Du point de vue des gardiens des traités, il n’y a donc pas lieu de s’interroger: tout va bien. Du point de vue des consommateurs de viande et de la santé, c’est évidemment plus discutable; il y a eu fraude dans l’affaire des lasagnes et il ressort assez clairement de faits régulièrement mis en lumière que l’exigence de traçabilité si souvent évoquée s’apparente plus à de la poudre aux yeux qu’à une garantie de qualité.
Du point de vue de la protection de l’environnement, il suffit de penser aux milliers de kilomètres parcourus en camion tout au long de filières aux multiples intermédiaires pour comprendre que les valeurs limites de pollution par les particules fines et l’ozone troposphérique fixées par l’Union européenne soient régulièrement dépassées dans la plupart des zones urbaines en Europe. Du point de vue social, Mr Vande Lanotte et Mme De Coninck ont raison de dénoncer le dumping pratiqué par l’Allemagne. Sauf, que ce dumping est parfaitement légal et participe du processus de pression à la baisse sur les salaires et les droits sociaux mis en place par le traité européen. S’indigner des conséquences des décisions politiques qu’on a contribué à faire adopter révèle au mieux une perte de mémoire, au pire une totale hypocrisie, à moins de penser que les signataires des traités européens ne mesurent pas les conséquences de leurs décisions.

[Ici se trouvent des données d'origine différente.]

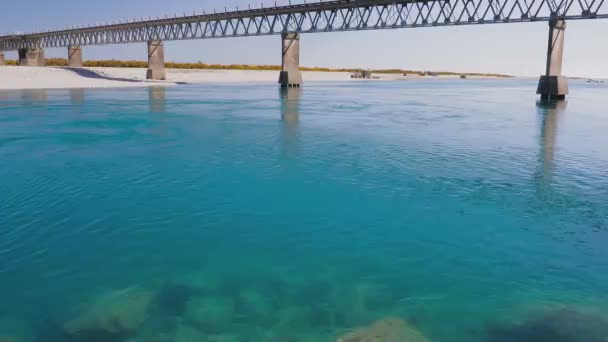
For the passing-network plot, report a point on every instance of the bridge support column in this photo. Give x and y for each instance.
(290, 69)
(156, 60)
(553, 85)
(75, 56)
(31, 57)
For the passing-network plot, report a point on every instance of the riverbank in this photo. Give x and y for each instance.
(14, 78)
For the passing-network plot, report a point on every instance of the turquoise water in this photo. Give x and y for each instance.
(244, 213)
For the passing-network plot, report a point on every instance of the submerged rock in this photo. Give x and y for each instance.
(187, 333)
(252, 306)
(558, 325)
(386, 330)
(173, 298)
(212, 314)
(13, 330)
(113, 313)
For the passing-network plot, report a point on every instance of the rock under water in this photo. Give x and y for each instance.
(116, 313)
(386, 330)
(561, 325)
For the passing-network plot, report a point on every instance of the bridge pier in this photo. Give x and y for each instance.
(31, 57)
(74, 56)
(290, 75)
(553, 85)
(156, 60)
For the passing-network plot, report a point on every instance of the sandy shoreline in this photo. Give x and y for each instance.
(15, 78)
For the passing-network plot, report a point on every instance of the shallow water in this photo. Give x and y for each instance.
(455, 205)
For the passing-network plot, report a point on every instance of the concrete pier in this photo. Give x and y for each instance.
(156, 60)
(31, 57)
(75, 56)
(290, 68)
(553, 85)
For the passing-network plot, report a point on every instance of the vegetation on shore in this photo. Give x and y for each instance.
(199, 65)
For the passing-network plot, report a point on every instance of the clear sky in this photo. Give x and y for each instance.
(516, 49)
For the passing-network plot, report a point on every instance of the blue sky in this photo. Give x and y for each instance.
(517, 49)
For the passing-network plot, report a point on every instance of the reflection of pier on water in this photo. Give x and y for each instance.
(290, 117)
(158, 99)
(77, 96)
(549, 115)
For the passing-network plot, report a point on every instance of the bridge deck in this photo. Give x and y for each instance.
(330, 16)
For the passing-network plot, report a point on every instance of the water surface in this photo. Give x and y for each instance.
(459, 206)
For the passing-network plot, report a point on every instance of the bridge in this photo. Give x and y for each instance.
(292, 20)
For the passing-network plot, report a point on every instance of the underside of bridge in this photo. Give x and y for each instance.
(75, 56)
(552, 85)
(290, 75)
(31, 57)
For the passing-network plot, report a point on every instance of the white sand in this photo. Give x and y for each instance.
(12, 77)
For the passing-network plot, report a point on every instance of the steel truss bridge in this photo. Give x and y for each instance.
(330, 16)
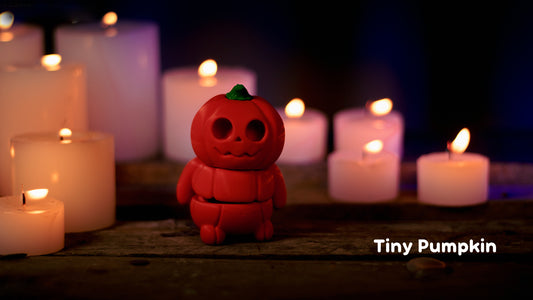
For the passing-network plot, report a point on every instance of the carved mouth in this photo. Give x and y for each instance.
(228, 153)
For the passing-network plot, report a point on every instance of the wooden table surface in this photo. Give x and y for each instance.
(321, 249)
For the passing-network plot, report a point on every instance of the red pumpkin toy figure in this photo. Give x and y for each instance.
(233, 183)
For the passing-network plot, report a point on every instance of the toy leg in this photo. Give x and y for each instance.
(206, 216)
(212, 235)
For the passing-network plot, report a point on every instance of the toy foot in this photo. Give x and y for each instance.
(265, 231)
(212, 235)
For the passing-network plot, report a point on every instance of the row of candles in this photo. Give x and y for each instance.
(109, 81)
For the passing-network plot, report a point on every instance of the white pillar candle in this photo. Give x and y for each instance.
(453, 178)
(367, 176)
(35, 227)
(305, 134)
(185, 90)
(78, 169)
(123, 70)
(353, 128)
(35, 98)
(20, 44)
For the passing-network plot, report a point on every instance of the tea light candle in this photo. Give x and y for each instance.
(367, 176)
(20, 44)
(41, 97)
(453, 178)
(34, 226)
(355, 127)
(123, 70)
(77, 167)
(185, 90)
(305, 134)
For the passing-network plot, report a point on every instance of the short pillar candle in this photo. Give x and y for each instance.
(453, 178)
(31, 224)
(368, 176)
(77, 167)
(305, 134)
(354, 127)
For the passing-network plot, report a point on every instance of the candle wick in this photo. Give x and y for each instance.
(449, 149)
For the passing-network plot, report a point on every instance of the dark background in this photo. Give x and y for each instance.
(445, 64)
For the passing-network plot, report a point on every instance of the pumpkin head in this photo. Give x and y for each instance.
(237, 131)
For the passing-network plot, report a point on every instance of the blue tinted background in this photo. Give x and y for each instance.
(446, 65)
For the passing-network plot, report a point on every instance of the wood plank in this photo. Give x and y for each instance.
(184, 278)
(340, 239)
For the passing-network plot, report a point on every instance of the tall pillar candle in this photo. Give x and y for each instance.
(305, 134)
(185, 90)
(33, 224)
(123, 67)
(353, 128)
(453, 178)
(79, 169)
(20, 44)
(368, 176)
(39, 98)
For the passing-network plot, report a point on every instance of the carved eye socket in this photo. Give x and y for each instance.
(222, 128)
(255, 130)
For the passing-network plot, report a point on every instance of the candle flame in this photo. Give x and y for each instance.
(37, 194)
(461, 141)
(380, 107)
(295, 108)
(65, 133)
(207, 71)
(51, 62)
(6, 20)
(208, 68)
(109, 19)
(374, 146)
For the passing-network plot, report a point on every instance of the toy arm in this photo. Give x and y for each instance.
(280, 190)
(184, 191)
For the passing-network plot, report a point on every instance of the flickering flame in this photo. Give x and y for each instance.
(374, 146)
(207, 71)
(6, 20)
(295, 108)
(109, 19)
(208, 68)
(461, 141)
(37, 194)
(380, 107)
(64, 134)
(51, 62)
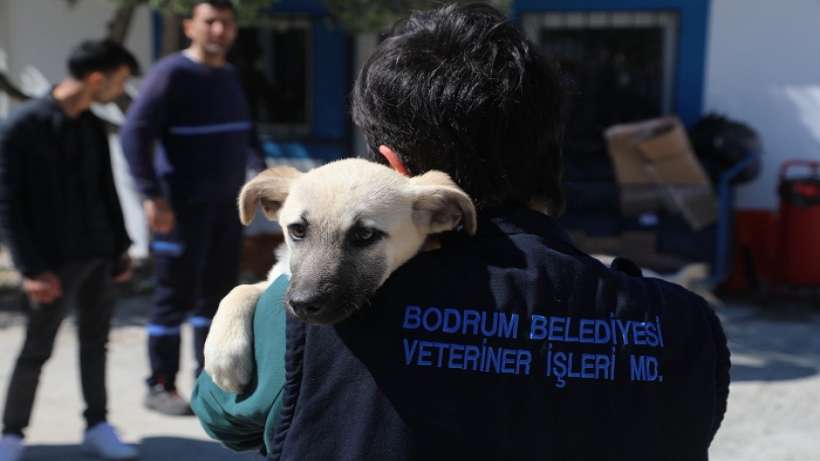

Faut-il rappeler que le salaire moyen en Bulgarie et en Roumanie est huit fois plus faible que celui pratiqué en Belgique et chez nos voisins les plus proches, Allemagne comprise. Mettre en concurrence dans un même espace d’activité des travailleurs soumis à des régimes salariaux aussi différents conduit inévitablement à des délocalisations et à des mesures de régression sociale et de pression sur les salaires dans les pays à haut niveau salarial. La politique allemande de création de mini-jobs (payés 450 euros par mois et qui concernent 7.5 millions d’allemands) visant à sortir du chômage un maximum de personnes a effectivement atteint son objectif mais s’inscrit totalement dans cette logique régressive.
Il est plus qu’urgent d’oser remettre en cause aujourd’hui le libre-échange généralisé, y compris au sein de l’Union européenne, si on veut enrayer la course dévastatrice au moins-disant fiscal, écologique et social. Cesser de diaboliser le protectionnisme est le premier pas à effectuer. Le protectionnisme comme outil de politique commerciale au service du maintien de privilèges ou d’avantages injustifiés mérite d’être combattu. Mais s’il consiste à mettre en place des mécanismes de protection écologique et sociale, il devient un instrument non seulement légitime mais utile.
Pourquoi ne pas prévoir des mécanismes de compensation financière aux frontières des États membres de l’Union européenne pour tenir compte des différences objectives des coûts de production? Le produit des prélèvements ainsi effectués pourrait alimenter un fonds spécial de cohésion européenne à destination des États membres les moins bien lotis.
Il va de soi que de tels mécanismes sont d’autant plus justifiés pour contrer la concurrence des pays émergents comme la Chine ou l’Inde, où les droits sociaux sont quasi ignorés et où la protection de l’environnement est inexistante.